In this tutorial, I illustrate how to digitize your own font a tiny bit faster, with the help of some templates, conventions, and some scripting.
Step 0. Prerequisites
The prerequisites for this tutorial are a scanner, a printer, Python installed, basic Python programming knowledge and the Glyphs app. (*the app is not free, but as mentioned in the previous post, you can play with the trial versions for a month, and if you complete the tutorial in this time frame, you will have a font you can use beyond that **the Glyphs app seems to be available for Mac only at the moment, but the same process should be applicable - though haven't tested it - to Windows users as well when using a similar application).
It's recommended to skim through the previous post first, as it includes links to resources explaining basic notions of fonts as well as an alternative process of creating the font if Python scripting is not an option for you.
Step 1. Drawing the letters in the template
- Print a template like this one in which you can fill in all the letters, uppercase and lowercase, digits, special characters, and dingbats that you would like to include in your font. The template helps you keep track of what you have to include in the font, as well as provides guidance on the sizing of the letters.
Step 2. Scan, crop, trace, and save the lettersThis step is semi-automated. That is, most of the work is done by the script, but it requires some user input.
- Download the Python code from here. This is an iPython notebook including the code and example output, so if you are familiar with iPython then you can just use it, or otherwise copy the code into a Python script.
- Open the script in an editor.
- Add a filled-in template in the scanner.
- Modify the script like follows:
- Change the scanline_path to the path where the scanline application is on your Mac.
- Create a template array similar to the existing template_1 and template_2 arrays that includes the names of the letters that you have in the printed template, from left to right, top to bottom.
- Define scan settings by setting SCAN_NAME, PREFIX, and TEMPLATE to your values
- Run step 2 in the code in order to perform the scan and preview the content
- Run step 3 in order to set some lines that would separate the letters.

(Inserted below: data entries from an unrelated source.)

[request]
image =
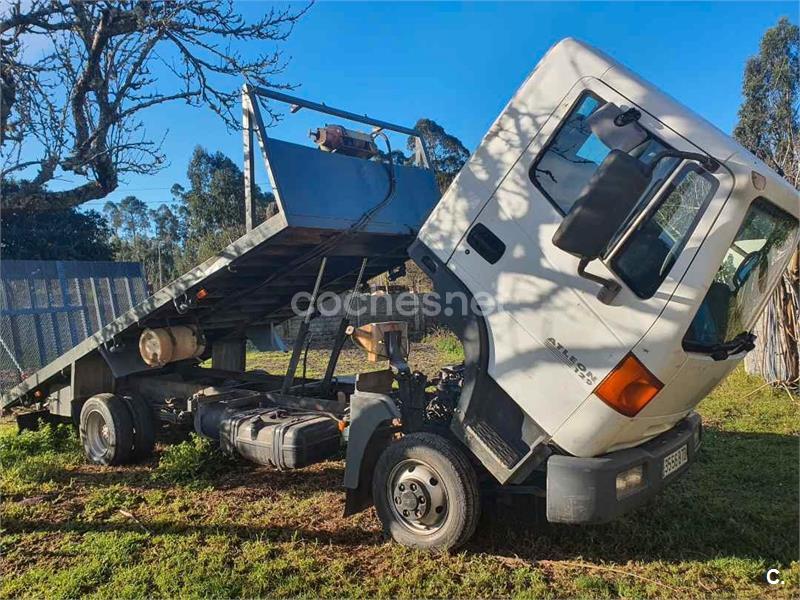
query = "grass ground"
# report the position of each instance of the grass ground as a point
(191, 523)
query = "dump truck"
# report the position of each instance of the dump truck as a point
(602, 256)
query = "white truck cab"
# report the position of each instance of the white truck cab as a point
(628, 247)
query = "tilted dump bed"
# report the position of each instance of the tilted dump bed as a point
(331, 205)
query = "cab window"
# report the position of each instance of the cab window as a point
(647, 255)
(756, 257)
(570, 159)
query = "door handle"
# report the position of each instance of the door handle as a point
(486, 243)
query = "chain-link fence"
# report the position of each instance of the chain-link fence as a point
(48, 307)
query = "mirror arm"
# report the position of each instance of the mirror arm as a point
(709, 163)
(610, 287)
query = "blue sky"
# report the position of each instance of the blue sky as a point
(458, 63)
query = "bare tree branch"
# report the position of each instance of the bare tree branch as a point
(76, 109)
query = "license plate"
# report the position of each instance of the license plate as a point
(674, 461)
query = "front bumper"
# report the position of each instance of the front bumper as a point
(584, 490)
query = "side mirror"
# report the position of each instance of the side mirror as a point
(602, 206)
(750, 262)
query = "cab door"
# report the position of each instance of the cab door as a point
(552, 340)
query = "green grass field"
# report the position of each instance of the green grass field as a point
(191, 523)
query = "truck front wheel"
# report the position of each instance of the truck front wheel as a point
(426, 493)
(106, 430)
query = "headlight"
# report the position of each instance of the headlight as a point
(630, 481)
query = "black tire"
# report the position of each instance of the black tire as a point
(435, 466)
(106, 429)
(144, 428)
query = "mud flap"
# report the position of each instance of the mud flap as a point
(370, 432)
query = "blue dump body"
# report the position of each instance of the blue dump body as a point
(331, 205)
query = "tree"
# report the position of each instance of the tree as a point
(76, 106)
(128, 218)
(213, 205)
(769, 127)
(768, 118)
(55, 235)
(446, 151)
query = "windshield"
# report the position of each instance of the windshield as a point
(570, 159)
(751, 265)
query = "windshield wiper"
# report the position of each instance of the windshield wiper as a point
(744, 342)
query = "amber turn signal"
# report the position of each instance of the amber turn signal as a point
(629, 387)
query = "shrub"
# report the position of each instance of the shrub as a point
(446, 343)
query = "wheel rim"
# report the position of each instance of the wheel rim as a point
(418, 496)
(98, 434)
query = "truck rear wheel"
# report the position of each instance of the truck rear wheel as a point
(144, 428)
(426, 493)
(106, 429)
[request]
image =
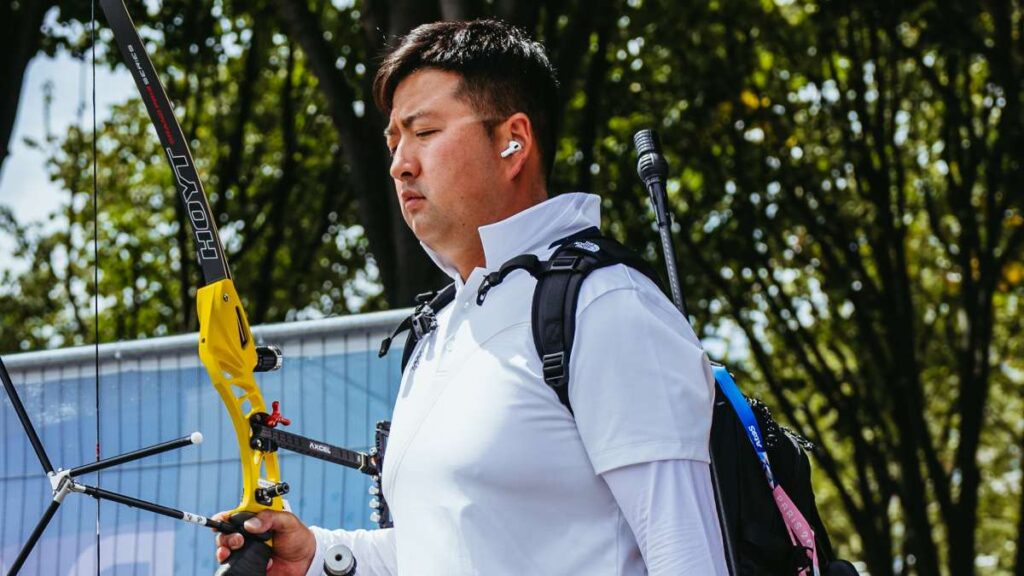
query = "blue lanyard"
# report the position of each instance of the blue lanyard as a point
(747, 418)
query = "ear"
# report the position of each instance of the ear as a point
(517, 127)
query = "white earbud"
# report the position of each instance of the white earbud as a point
(513, 148)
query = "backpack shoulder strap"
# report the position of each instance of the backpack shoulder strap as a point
(420, 323)
(557, 296)
(557, 292)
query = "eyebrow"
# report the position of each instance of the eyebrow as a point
(408, 121)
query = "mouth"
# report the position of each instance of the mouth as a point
(411, 199)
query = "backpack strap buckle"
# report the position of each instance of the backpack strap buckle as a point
(554, 368)
(563, 262)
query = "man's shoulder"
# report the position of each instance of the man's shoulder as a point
(617, 278)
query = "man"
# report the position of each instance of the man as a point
(486, 472)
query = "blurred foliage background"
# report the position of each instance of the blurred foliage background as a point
(847, 182)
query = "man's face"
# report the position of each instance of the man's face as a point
(443, 162)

Play with the values of FUDGE_H and FUDGE_V in order to capture the letters in their entirety and without borders. The lines represent the position at which a crop will be made in order to extract the letters.
- When you are satisfied with the lines set in step 3, run step 4 in order to crop the letters, trace the lines of each letter, and save both the raster and traced files. The naming of the letters is based on the content of the template array that you are using.
- The script will have saved one file per letter and automatically name the files according to the contents. Use these files in the next step.
Steps 3 and 4
Steps 3 and 4 are the same as in the previous tutorial. However, the automatic naming of the files now makes it even easier and faster to find the right file corresponding to a letter.
A few improvements in the process of creating the font can help save time, and give more time to focus on the design rather than thinking of the operational aspects.